But stripped to their essence, all these seemingly old-fashioned practices really reflect a well-thought-out mode of doing business that consists of two basic tenets: Treat your customers with the utmost respect, and stick to things you know. For instance, Joyce, a spry woman of 77 for whom Greenberg smoked turkeys have literally been a life's work, sums up the family's argument for not taking credit cards with a couple of biting questions: "Do you not trust people? Do you not think that, basically, people are good?" Requiring customers to prepay for their orders with credit cards, her son interjects, would tacitly say to them, We don't trust you. "And we won't say that to our customers," he adds.
As for sticking with things you know, Greenberg says that in the same way he would never change how he smokes turkeys, he wants to leave the business--except the shipping-- exactly the way it is and always has been (right down to the plain white boxes) because, quite simply, it works. Well. "I want my tombstone to read, 'Here lies Sam Greenberg. He didn't do anything to mess up Greenberg Turkey!' " he says.
"Why would I want to take credit cards? Why would I want to do a marketing campaign? In fact, why would I add more products to the line?" Greenberg asks. "The people I would get from doing all that, well, frankly, I don't want those people."
The people he wants are more of the customers he already has--the ones who greatly enjoy their Greenberg turkey once a year and then promptly pay the bill once it arrives. He wants their friends, family members, and business associates. What he doesn't want is a bunch of strangers responding to a slick pitch in some mass marketing campaign. "This business has enjoyed more success due to things I haven't done rather than because of things I have done," Greenberg says.

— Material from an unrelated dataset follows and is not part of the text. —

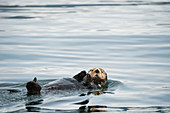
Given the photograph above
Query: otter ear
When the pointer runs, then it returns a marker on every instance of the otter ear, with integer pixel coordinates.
(35, 79)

There are other things that won't change at Greenberg's. By October, the smokehouses will have begun to belch hickory smoke around the clock. The calls will have started coming in, frighteningly slow at first, then too fast to handle. Tractor-trailers will line up to get their haul of 35,000 pounds' worth of smoked meat that will be trucked to tables from New Orleans to New York.
And despite the counterintuitiveness of it all--the burnt-looking bird, the creaky business practices--by the morning of December 26, Greenberg's will fall silent with yet another successful turkey-selling season in the bag.